Science Goes to Hell
by Michelle Muzzio, 2nd Year Chemistry PhD Student
If you are reading this thinking about the new film based on Dan Brown’s book Inferno, I am sorry, but you’re in the wrong place.
However, if you’re instead thinking about the first part of Dante’s Divine Comedy in which Brown’s Inferno is loosely (and I mean loosely) based on, then get ready to go to hell… at least scientifically.
So what does a poem concerned with perfect meter and vivid symbolism have to do with gravity, astronomy, and modern physics?
Perhaps Dante himself can help us answer this question.
“Slowly, slowly it [Geryon] swam and took its course
wheeling, descending, as I could not tell
but for the breeze below, and on my cheek”
Canto XVII, Lines 115-117
In this, Dante the narrator is explaining his descent between circles on the back of Geryon, a monster of fraud. “Wheeling” suggests a rotational descent on the back of the monster, and yet Dante the narrator can feel nothing but a breeze coming from below. Virgil explains lines earlier that Geryon should take his descent slowly, and keep the turns wide – keeping in mind Dante the narrator is now on his back. Dante the author has the unique sense of what can probably be described today as inertia and centrifugal force, two terms that were not coined until much later during Newton’s age.
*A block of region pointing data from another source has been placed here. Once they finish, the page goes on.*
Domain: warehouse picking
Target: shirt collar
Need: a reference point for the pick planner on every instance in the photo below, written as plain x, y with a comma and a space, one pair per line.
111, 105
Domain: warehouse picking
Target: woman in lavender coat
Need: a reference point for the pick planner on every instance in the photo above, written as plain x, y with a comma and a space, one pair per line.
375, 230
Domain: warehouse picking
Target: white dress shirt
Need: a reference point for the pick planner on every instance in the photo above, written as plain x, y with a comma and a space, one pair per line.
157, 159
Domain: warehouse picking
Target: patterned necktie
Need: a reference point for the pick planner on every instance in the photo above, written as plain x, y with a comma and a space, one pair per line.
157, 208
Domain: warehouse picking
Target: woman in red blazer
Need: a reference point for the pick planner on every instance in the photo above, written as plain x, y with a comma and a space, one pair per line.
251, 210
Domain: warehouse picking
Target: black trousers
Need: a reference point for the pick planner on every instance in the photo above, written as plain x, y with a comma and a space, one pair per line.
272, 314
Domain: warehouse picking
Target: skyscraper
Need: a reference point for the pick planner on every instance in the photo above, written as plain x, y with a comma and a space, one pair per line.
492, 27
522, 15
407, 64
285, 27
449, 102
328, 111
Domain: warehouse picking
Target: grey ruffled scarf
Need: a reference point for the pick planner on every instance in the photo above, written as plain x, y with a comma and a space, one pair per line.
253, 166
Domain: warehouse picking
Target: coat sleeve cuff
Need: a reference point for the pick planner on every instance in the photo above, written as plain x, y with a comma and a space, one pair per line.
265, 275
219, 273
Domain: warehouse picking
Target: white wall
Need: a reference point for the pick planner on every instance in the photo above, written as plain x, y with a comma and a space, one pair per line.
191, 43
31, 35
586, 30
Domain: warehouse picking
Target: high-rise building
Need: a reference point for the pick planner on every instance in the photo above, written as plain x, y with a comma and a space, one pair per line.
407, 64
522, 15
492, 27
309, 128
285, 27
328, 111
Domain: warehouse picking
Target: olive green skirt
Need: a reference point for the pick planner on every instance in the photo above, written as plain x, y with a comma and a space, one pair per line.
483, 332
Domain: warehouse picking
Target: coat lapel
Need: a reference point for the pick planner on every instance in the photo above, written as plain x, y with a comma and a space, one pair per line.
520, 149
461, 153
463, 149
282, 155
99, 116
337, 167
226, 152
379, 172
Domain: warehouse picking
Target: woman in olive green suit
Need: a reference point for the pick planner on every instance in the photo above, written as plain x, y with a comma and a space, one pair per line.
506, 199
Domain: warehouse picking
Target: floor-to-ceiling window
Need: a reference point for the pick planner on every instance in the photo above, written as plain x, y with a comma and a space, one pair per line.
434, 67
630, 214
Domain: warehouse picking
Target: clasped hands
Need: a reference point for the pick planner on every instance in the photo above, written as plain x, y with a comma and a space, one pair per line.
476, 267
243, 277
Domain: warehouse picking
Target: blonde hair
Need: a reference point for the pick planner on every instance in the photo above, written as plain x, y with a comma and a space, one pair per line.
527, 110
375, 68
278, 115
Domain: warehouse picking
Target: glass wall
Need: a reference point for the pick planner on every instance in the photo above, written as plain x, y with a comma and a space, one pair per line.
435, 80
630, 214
This argument was actually discussed with more detail in a Nature paper by Italian physicist, Leonardo Ricci, in 2005.
Moral of the story: if any of your friends in science argue that the humanities don’t matter, just tell them that the connection between the two brought forth a Nature paper for crying out loud!
All joking aside, if Galileo found some use reading Dante's Inferno, perhaps then today's scientists might as well. Or perhaps "Frankenstein", "Do Androids Dream of Electric Sheep?", and perhaps even Shakespeare.